13 hours debugging a segmentation fault in .NET Core on Raspberry Pi and the solution was...
Debugging is a satisfying and special kind of hell. You really have to live it to understand it. When you're deep into it you never know when it'll be done. When you do finally escape it's almost always a DOH! moment.
I spent an entire day debugging an issue and the solution ended up being a checkbox.
NOTE: If you get a third of the way through this blog post and already figured it out, well, poop on you. Where were you after lunch WHEN I NEEDED YOU?
I wanted to use a Raspberry Pi in a tech talk I'm doing tomorrow at a conference. I was going to show .NET Core 2.0 and ASP.NET running on a Raspberry Pi so I figured I'd start with Hello World. How hard could it be?
You'll write and build a .NET app on Windows or Mac, then publish it to the Raspberry Pi. I'm using a preview build of the .NET Core 2.0 command line and SDK (CLI) I got from here.
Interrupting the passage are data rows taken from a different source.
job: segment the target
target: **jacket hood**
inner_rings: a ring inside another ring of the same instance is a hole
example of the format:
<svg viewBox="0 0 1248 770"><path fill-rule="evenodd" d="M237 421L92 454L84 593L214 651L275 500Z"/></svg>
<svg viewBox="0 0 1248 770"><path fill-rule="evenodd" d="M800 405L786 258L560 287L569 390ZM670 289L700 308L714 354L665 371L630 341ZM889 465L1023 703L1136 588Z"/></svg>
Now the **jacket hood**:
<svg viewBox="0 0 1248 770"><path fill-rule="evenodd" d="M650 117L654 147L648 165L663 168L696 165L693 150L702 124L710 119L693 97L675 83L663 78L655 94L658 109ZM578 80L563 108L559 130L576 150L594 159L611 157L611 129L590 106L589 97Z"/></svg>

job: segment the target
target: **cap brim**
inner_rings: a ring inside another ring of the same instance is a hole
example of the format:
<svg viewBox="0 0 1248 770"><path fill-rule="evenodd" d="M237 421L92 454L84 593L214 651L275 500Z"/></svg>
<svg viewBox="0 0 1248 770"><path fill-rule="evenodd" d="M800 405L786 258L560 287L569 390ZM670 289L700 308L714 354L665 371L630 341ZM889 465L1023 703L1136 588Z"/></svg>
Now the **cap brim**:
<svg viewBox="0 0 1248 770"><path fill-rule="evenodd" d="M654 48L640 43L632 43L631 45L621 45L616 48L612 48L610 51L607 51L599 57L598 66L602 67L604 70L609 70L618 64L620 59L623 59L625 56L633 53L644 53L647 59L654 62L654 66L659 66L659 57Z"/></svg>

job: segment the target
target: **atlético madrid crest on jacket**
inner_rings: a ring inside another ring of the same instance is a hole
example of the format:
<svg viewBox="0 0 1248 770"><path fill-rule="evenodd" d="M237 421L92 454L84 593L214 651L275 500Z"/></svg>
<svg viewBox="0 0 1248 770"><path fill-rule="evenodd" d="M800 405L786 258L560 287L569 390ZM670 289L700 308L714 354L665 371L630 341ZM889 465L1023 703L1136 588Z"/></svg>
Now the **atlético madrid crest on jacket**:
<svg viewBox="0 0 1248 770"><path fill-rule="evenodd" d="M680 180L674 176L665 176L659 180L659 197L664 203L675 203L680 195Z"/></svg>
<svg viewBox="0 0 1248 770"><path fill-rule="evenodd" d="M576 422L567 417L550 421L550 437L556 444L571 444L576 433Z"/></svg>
C:\raspberrypi> dotnet new console
C:\raspberrypi> dotnet run
Hello World!
C:\raspberrypi> dotnet publish -r linux-arm
Microsoft Build Engine version for .NET Core
raspberrypi1 -> C:\raspberrypi\bin\Debug\netcoreapp2.0\linux-arm\raspberrypi.dll
raspberrypi1 -> C:\raspberrypi\bin\Debug\netcoreapp2.0\linux-arm\publish\
Notice the simplified publish. You'll get a folder for linux-arm in this example, but could also publish osx-x64, etc. You'll want to take the files from the publish folder (not the folder above it) and move them to the Raspberry Pi. This is a self-contained application that targets ARM on Linux so after the prerequisites that's all you need.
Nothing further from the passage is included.